On the thoracic radiographs, there was a large soft tissue mass in the cranial mediastinum causing marked dorsal and mild rightward deviation of the trachea at both the level of and cranial to the heart base. On a precontrast thoracic computed tomography, the cranial mediastinal mass demonstrated soft tissue attenuation and heterogeneous hyperattenuating areas suggestive of mineralization or acute hemorrhage. The mass caused severe deviation of the trachea and bronchial bifurcation toward the right, wrapping lateral and slightly dorsal to the trachea at the level of the base of the heart.
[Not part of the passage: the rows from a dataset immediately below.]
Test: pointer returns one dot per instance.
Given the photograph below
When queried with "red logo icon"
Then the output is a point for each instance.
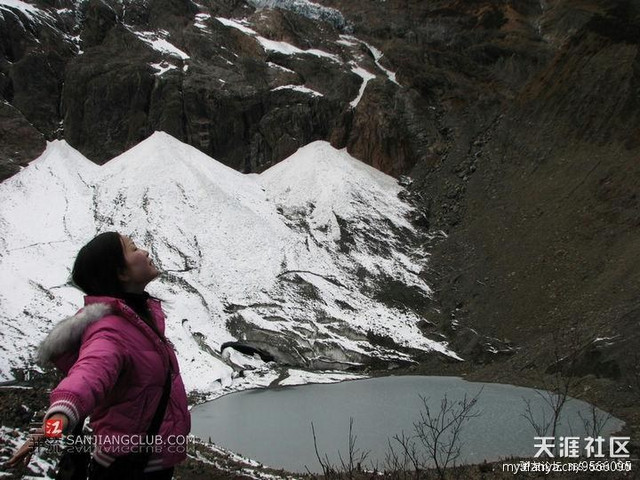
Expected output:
(53, 428)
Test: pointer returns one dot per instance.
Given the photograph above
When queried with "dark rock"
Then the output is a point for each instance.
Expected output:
(20, 142)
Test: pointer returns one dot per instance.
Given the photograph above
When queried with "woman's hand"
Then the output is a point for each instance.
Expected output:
(24, 453)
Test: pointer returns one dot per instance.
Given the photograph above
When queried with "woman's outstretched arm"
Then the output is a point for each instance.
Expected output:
(24, 453)
(101, 359)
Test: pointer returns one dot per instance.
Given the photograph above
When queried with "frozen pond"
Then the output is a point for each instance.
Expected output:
(273, 426)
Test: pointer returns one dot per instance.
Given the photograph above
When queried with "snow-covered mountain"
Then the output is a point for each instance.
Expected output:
(305, 261)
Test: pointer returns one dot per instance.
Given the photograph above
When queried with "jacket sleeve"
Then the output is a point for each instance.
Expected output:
(100, 361)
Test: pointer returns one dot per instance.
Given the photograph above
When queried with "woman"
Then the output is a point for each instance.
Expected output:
(118, 366)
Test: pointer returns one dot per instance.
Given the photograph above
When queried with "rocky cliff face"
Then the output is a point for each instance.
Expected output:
(518, 121)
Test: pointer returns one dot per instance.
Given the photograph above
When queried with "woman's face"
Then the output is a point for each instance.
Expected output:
(139, 269)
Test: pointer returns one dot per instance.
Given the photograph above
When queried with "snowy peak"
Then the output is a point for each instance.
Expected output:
(304, 262)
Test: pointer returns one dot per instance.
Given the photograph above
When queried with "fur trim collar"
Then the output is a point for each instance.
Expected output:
(66, 335)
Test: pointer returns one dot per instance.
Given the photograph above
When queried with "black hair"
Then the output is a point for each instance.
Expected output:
(96, 270)
(98, 264)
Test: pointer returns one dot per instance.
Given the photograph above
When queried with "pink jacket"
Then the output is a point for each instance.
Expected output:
(115, 367)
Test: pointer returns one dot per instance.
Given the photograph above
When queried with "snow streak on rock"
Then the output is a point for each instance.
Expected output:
(306, 261)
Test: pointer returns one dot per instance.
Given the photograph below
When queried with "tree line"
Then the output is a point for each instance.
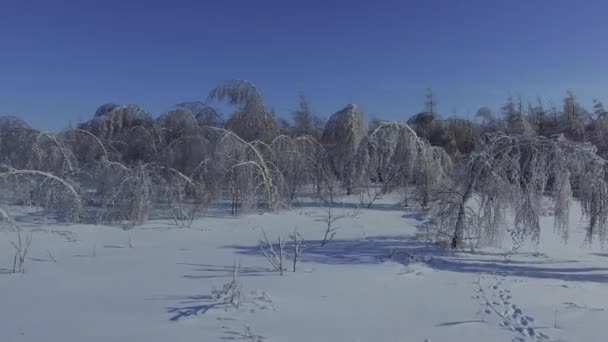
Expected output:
(123, 165)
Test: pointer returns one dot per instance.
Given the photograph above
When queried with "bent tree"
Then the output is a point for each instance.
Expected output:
(514, 172)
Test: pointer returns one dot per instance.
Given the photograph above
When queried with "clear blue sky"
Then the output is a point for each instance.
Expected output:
(60, 60)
To further evaluate the cranial mediastinal mass, a thoracotomy was performed. The chest was entered through a median sternotomy, and the mass was deemed not surgically resectable. A 1 cm incision was made in the mass, and a purulent, caseous material was obtained for cytology and culture. Cytologic evaluation showed the sample to be highly cellular with poorly preserved neutrophils and several clear-to-light blue, round, yeast-like forms, which were often surrounded by neutrophils. The yeast measured 8–14 μm in diameter and occasionally appeared to have a refractile cell wall. Examination after periodic acid-Schiff staining revealed many round, bright fuchsia forms of similar size, occasionally containing structures suggestive of budding. The cytological diagnosis was mycosis, with marked suppurative to pyogranulomatous inflammation and necrosis. The dog had an uncomplicated recovery from surgery, and therapy with itraconazole (2.5 mg/kg per os [PO] q 12 hr) was initiated at the time of discharge, 4 days after surgery.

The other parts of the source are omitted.